Her hand lifted, fingers brushing the golden chain at her throat, drawing attention to the gift that glittered in the sun. Every detail of her body language screamed possession, screamed victory.
The crowd laughed. Some whispered, others snorted openly. The humiliation pressed against Aria like a tide threatening to drag her under. Still she said nothing.
Carina leaned closer, her voice low but sharp enough to carry. “You were nothing more than a placeholder, Aria. A convenient choice until he could take what he truly wanted. And what he wanted was always me.”
Her smile widened, her eyes glowing with the cruel delight of someone who had not only won but who longed to crush what remained of the defeated.
Aria clenched her fists. Her nails dug into her palms until the sting pulled her back from the edge. Her wolf snarled inside her head. Strike her. Tear her apart. Show them what you are.
But Mara’s small hand was in hers, trembling, soft, fragile. That single touch anchored Aria. She would not let her wolf loose. Not here. Not now.
It was then that Mara lifted her head, her eyes wet but fierce. Her voice, though small, carried clearly enough to be heard. “My mother is not weak.”
A hush fell. Then laughter exploded, loud and cruel. Carina laughed loudest of all, her head tilting back as if the words were the most foolish she had ever heard.
“Oh, child,” Carina said through her laughter, her voice dripping with mock pity. “How sweet of you to defend her. But you are too young to understand. Your mother is not strong. She is nothing but the Alpha’s mistake. You will learn this soon enough.”
The crowd roared, voices joining in waves of ridicule. Mara’s face crumpled. She buried herself against Aria’s side, her shoulders shaking as tears spilled freely.
Something inside Aria snapped.
The laughter dulled in her ears. Her vision sharpened. The air grew heavy, thick, charged as if lightning pulsed beneath her skin. Her wolf surged, powerful and furious, pressing against the fragile walls of her restraint. Heat burned through her veins. Her heart thundered with raw energy.
The wolves closest to her stumbled back. They felt it too. Whispers turned to silence, silence turned to awe. A weight pressed down on the grounds, an unseen force radiating from Aria’s body.
Carina froze, her laughter cut short, her eyes flickering with sudden uncertainty. For the briefest second, her perfect smile wavered.
Aria’s eyes locked onto hers. She did not speak, but her gaze was a blade sharper than any insult. Power trembled just beneath her skin, wild and untamed.
Her wolf whispered, steady and sure. Not weakness. Not silence. Restraint. Soon they will see.
Aria took Mara’s hand and turned, guiding her away from the circle. Her steps were even, calm, controlled, though the storm inside her raged for release. Each stride was a declaration in itself: she would not bend, she would not shatter, she would not be erased.
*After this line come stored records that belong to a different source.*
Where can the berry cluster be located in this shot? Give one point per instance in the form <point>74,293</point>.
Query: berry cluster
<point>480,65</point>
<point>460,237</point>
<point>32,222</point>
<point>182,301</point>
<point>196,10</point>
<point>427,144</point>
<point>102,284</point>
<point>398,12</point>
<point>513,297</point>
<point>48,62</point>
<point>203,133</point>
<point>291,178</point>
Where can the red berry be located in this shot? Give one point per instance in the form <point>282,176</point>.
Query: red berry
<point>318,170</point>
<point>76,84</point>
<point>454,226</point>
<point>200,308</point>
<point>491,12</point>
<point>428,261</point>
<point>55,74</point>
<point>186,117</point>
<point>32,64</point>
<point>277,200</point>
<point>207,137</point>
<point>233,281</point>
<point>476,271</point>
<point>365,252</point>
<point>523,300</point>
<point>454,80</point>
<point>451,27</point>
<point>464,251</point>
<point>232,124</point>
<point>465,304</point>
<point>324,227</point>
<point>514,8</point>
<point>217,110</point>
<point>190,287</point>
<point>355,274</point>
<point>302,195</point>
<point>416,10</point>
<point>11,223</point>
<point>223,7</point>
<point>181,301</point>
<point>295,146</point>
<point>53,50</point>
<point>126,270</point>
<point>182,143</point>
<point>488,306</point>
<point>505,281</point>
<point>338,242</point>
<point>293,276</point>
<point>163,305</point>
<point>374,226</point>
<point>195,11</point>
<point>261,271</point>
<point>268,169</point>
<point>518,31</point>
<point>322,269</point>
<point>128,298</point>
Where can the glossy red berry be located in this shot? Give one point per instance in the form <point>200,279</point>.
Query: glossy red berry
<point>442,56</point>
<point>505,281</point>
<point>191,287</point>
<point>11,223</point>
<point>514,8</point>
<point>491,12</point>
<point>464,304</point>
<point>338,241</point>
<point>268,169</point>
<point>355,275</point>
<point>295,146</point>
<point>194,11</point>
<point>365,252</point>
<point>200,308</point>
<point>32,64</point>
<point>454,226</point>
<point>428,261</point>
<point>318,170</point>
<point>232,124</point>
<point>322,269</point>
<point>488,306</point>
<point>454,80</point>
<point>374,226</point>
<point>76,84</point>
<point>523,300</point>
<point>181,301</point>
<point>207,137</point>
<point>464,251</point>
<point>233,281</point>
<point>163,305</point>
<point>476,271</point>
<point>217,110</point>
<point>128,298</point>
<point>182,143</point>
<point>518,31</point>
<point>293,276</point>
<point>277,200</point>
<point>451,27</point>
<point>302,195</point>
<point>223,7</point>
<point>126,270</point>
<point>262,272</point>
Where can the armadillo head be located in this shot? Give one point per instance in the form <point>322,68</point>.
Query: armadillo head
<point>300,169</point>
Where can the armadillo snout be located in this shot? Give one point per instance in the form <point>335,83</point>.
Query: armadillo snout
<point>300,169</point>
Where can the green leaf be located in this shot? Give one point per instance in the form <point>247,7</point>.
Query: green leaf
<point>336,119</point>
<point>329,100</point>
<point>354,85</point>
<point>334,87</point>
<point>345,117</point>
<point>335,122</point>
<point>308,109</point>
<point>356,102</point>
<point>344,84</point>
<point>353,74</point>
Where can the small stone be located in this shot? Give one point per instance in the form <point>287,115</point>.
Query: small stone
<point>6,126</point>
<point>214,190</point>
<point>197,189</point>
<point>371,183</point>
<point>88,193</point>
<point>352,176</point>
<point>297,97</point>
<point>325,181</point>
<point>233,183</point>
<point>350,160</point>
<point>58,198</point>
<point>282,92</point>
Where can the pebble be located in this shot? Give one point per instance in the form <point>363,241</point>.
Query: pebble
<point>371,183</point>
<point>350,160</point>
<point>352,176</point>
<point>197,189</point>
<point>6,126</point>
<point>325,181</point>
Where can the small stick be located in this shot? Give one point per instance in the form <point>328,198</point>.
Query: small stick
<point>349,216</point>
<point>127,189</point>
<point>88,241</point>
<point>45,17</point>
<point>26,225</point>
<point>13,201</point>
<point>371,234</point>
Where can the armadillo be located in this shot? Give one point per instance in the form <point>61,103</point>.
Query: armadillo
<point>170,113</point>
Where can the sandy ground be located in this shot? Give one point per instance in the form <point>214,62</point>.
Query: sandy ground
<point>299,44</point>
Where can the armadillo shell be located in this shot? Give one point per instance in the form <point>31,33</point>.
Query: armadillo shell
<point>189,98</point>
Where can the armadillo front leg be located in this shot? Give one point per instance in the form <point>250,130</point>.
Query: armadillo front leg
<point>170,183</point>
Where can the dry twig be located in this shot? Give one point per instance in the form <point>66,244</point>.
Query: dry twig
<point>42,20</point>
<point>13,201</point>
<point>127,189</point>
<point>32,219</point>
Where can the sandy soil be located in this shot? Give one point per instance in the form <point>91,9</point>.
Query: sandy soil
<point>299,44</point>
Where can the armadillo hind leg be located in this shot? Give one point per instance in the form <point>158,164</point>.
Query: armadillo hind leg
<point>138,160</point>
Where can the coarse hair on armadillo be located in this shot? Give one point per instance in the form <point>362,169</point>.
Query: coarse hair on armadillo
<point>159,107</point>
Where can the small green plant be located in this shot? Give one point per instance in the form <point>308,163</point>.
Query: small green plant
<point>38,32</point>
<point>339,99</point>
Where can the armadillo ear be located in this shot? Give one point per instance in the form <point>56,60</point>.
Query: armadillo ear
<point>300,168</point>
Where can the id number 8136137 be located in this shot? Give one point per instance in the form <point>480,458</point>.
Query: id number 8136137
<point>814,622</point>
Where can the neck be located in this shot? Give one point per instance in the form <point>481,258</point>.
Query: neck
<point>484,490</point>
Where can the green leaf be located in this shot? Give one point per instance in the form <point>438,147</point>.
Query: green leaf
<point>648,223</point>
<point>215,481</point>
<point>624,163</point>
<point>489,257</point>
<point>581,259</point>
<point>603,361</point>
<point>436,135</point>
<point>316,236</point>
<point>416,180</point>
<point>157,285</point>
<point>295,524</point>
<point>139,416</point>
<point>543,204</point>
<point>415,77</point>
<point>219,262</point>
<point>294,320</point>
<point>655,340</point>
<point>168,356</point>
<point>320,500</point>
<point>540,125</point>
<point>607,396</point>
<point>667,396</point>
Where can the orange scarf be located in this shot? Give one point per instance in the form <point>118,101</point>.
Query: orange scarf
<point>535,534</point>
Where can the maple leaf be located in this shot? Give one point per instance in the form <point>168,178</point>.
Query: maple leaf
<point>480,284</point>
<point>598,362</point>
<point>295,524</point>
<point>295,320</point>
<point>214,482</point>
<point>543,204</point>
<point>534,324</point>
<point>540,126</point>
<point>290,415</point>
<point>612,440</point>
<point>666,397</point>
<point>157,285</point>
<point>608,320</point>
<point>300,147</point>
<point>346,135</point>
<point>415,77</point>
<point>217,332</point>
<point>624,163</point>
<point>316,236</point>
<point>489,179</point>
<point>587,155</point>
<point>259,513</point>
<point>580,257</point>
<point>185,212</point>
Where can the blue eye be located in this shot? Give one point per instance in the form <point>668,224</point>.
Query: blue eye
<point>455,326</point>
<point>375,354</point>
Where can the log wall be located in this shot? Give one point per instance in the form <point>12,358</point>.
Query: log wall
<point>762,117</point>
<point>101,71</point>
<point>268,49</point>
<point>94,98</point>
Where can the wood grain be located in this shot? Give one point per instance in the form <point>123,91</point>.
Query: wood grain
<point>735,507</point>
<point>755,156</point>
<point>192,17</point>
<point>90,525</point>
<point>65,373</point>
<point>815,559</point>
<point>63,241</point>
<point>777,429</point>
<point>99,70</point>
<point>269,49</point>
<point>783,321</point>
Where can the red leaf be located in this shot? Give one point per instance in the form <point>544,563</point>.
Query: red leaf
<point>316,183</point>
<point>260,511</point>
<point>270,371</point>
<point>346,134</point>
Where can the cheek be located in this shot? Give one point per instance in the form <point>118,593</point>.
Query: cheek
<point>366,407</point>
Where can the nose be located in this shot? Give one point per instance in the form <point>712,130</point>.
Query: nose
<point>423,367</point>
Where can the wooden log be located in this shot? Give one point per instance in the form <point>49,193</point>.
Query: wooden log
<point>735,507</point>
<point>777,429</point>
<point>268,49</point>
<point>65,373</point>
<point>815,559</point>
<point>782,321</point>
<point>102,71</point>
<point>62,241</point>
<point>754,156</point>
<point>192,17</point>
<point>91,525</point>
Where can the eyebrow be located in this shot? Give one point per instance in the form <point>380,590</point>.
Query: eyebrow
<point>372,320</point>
Behind her, Carina’s voice rose again, shrill now, too loud. “Run along then, discarded one. Cling to your silence if it is all you have left.”
But her words rang hollow. The crowd had felt what Carina herself had felt. Something had shifted. Aria was no longer just the rejected mate. No longer only the outcast. Beneath the shame and silence, something powerful stirred, and every wolf present had witnessed it.
Aria walked on without looking back.
Her wolf whispered again. The time will come. And when it does, she will fall.